January 30, 2008 12:23:04 PM PST
New Jersey Gov. Jon S. Corzine still has a long way to go to persuade voters to back significantly increasing highway tolls to pay state debt and fund transportation, according to a new poll. The Fairleigh Dickinson University PublicMind poll finds 95 percent of voters have heard about Corzine's plan to increase tolls, with 59 percent opposed. Thirty-three percent support it and 8 percent are undecided.

The Democratic governor unveiled his proposal on Jan. 8 and has held five of 21 planned public meetings on it to explain it to residents.

"This could be a long uphill slog for the governor," said Peter Woolley, a political scientist and the poll director. "Whatever the marketing plan was for this proposal, it has not gotten the governor out of the gate very quickly."

Corzine never said it would be easy.

"Anytime you talk about tough medicine or tough problems I don't think that is necessarily going to be embraced immediately," Corzine said on Wednesday.
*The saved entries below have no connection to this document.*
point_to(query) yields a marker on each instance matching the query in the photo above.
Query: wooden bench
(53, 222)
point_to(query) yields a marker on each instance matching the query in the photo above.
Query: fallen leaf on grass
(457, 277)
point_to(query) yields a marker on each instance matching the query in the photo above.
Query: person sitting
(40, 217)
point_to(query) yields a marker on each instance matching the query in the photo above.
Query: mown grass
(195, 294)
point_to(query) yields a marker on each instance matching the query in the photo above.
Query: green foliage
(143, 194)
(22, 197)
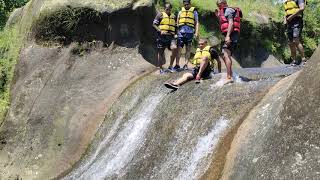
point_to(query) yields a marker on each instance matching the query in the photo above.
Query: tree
(6, 7)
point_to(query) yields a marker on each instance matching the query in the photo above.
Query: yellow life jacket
(168, 23)
(187, 17)
(291, 7)
(205, 52)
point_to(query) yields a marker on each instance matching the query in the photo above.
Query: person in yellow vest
(188, 27)
(202, 61)
(165, 24)
(294, 20)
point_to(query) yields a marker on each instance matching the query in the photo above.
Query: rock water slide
(73, 117)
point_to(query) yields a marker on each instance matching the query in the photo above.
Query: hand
(196, 35)
(198, 77)
(164, 33)
(289, 19)
(227, 40)
(284, 21)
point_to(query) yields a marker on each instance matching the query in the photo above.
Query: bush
(10, 45)
(6, 7)
(66, 25)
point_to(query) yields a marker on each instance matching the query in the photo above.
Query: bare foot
(228, 80)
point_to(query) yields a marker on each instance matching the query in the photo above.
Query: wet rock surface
(153, 133)
(280, 138)
(58, 101)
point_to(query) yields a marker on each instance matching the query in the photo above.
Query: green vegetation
(66, 25)
(10, 45)
(6, 7)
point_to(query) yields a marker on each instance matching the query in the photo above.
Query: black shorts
(184, 39)
(206, 74)
(165, 41)
(234, 41)
(294, 28)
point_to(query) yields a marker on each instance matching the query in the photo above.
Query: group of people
(176, 32)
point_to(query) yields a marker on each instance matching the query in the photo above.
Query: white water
(185, 162)
(121, 148)
(200, 157)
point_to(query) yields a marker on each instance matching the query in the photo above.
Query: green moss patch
(67, 24)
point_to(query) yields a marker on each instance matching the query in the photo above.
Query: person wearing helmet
(230, 27)
(165, 24)
(188, 27)
(294, 21)
(203, 61)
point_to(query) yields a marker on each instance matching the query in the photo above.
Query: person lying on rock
(203, 62)
(165, 25)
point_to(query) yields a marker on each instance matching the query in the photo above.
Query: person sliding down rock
(188, 27)
(165, 25)
(203, 62)
(229, 19)
(294, 20)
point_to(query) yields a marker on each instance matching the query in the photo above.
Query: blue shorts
(184, 39)
(294, 28)
(165, 41)
(234, 41)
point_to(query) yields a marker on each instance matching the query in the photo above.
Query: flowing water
(153, 133)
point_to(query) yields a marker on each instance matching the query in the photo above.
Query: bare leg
(161, 58)
(300, 48)
(228, 62)
(188, 52)
(179, 49)
(174, 53)
(185, 77)
(293, 51)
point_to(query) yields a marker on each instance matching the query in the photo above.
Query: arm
(204, 63)
(156, 22)
(301, 9)
(230, 29)
(219, 59)
(196, 24)
(156, 28)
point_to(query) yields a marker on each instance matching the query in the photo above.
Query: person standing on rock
(203, 61)
(165, 24)
(188, 27)
(294, 21)
(229, 19)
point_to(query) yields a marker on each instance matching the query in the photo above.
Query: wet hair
(203, 40)
(221, 1)
(168, 5)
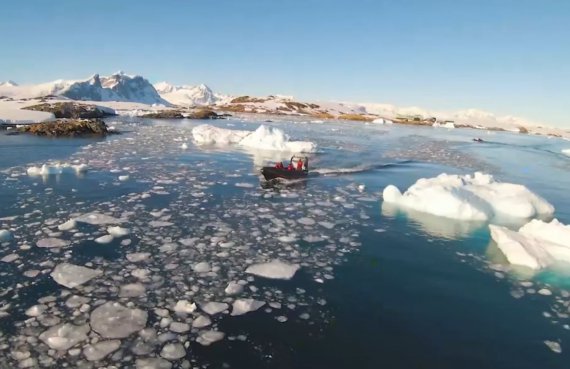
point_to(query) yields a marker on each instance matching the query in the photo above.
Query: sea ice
(67, 226)
(64, 336)
(101, 349)
(242, 306)
(185, 307)
(97, 219)
(206, 338)
(5, 235)
(469, 197)
(213, 308)
(52, 242)
(275, 269)
(536, 245)
(113, 320)
(118, 231)
(71, 276)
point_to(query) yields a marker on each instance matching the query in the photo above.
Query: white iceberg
(536, 245)
(71, 276)
(275, 269)
(263, 138)
(469, 197)
(113, 320)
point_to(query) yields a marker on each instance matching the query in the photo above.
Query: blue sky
(504, 56)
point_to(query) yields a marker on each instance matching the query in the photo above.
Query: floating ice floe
(52, 242)
(113, 320)
(263, 138)
(71, 276)
(275, 269)
(98, 219)
(536, 245)
(46, 170)
(67, 226)
(469, 197)
(118, 231)
(64, 336)
(100, 350)
(242, 306)
(206, 338)
(5, 235)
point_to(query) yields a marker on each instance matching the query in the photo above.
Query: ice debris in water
(118, 231)
(469, 197)
(64, 336)
(206, 338)
(275, 269)
(5, 235)
(113, 320)
(71, 276)
(52, 243)
(67, 226)
(242, 306)
(47, 170)
(263, 138)
(536, 245)
(100, 350)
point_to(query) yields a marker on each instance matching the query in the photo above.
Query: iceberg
(477, 197)
(536, 245)
(275, 269)
(263, 138)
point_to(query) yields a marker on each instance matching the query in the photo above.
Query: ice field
(162, 248)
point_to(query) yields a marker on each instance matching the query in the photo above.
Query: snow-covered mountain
(186, 95)
(117, 87)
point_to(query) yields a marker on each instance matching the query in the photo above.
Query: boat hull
(273, 173)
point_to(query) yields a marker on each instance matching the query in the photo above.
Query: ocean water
(376, 287)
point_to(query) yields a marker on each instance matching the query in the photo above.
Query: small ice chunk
(5, 235)
(64, 336)
(118, 231)
(67, 226)
(206, 338)
(178, 327)
(202, 267)
(306, 221)
(10, 258)
(233, 288)
(153, 363)
(113, 320)
(173, 351)
(554, 346)
(104, 239)
(242, 306)
(71, 276)
(101, 349)
(132, 290)
(136, 257)
(52, 243)
(185, 307)
(275, 269)
(201, 321)
(213, 307)
(98, 219)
Corzine wants to pay off at least half of $32 billion in state debt and fund transportation projects for 75 years.

To do so, he wants to increase tolls 50 percent in 2010, 2014, 2018 and 2022. Those increases would include inflation adjustments and, after 2022, tolls would increase every four years until 2085 to reflect inflation.

The Atlantic City Expressway, Garden State Parkway, New Jersey Turnpike and Route 440 would be affected.

He also wants to limit state spending and require voters approve state borrowing.

"It is more than just a toll plan," Corzine said. "It is a financial restructuring."

The poll indicated the opposition is widespread, with 58 percent of public employees, 59 percent of nonpublic employees, 61 percent of parkway and turnpike commuters and 58 percent of those who don't use toll roads regularly opposed to the plan.

The poll found 51 percent of Democrats, 62 percent of independents and 68 percent of Republicans opposed.

Meanwhile, Corzine's job approval is slipping, the poll found.

It found 41 percent approve and 39 percent disapprove of his job performance, compared to a 44-36 percent margin in a FDU poll released last week and a 48-32 percent margin in a FDU poll released Jan. 7.

"It's not a matter of winning," Corzine said. "I don't look at this as a horse race. I look at this as making certain that as broad a number of folks in the state understand that we have a very serious financial emergency on our hands."

The telephone poll of 906 registered voters statewide was conducted from Jan. 21-27 and has a sampling error margin of plus or minus 3 percentage points.